“白玉京劍神?”
領頭人聞言壯了壯膽,厲聲道,“既然知道了我們是劍神派來的,還不快滾……”
最后一個字還在口中,可是他再也沒有機會說出了。
領頭人的動作停留在了那一刻,隨后一道血線在脖子處浮現,他的眼中冒出了驚恐的情緒,他想要尖叫求饒,可是喉嚨處發不出一點聲音,最終身體就無聲無息的倒在了地上。
地面上蔓延出一灘鮮紅的血泊,震懾了在場的所有人,讓他們不敢輕舉妄動。
秦漓抬眸,看向了離他最近的人,說,“是古河汐讓你們來的?”
那個被問話的人瑟瑟發抖,強忍住想要逃跑的沖動,顫抖著聲音說,“不,不是,是……是神子,不是,是劍神……”
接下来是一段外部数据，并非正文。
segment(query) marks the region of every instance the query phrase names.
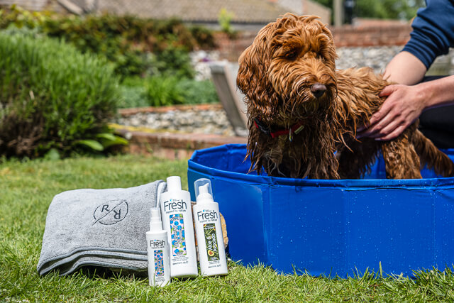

他被嚇得說話都變得混亂不堪,條理不清,但這并不妨礙秦漓拼湊出一段完整的信息。
她眉梢微挑,“是古墨臣派你們來的?他現在是新的白玉京劍神?”
被問話的人急忙點點頭,生怕晚一步就會命喪于秦漓手中的劍下。
“神子……”秦漓若有所思道,“古河汐隕落,繼任的人是古墨臣……”
她忽然想起之前在白玉神塔中看到的古墨臣,明明是已經死的不能再死的人,卻完好無損的被冰封在神塔內,雖然沒有意識,身上卻明顯有著生機。
古墨臣此人,算來在她手中一共死了兩次,卻一而再再而三的死而復生,如今古河汐隕落,他偏偏在這個時候醒了過來繼任劍神之位,秦漓很難不去想,這兩者之間有什么關系。
比如……其實古墨臣只是古河汐的一個容器而已。
如果真是這樣,那么,現在掌握白玉京的古墨臣,還是不是原來他們所熟知的古墨臣?
秦漓眼眸一暗,朝著剛剛回話的那個人勾了勾手指,示意他走上前來。
那人不明所以,但在這兩個深不可測的人面前,反抗是肯定不敢反抗的,他老老實實的走到了秦漓的面前。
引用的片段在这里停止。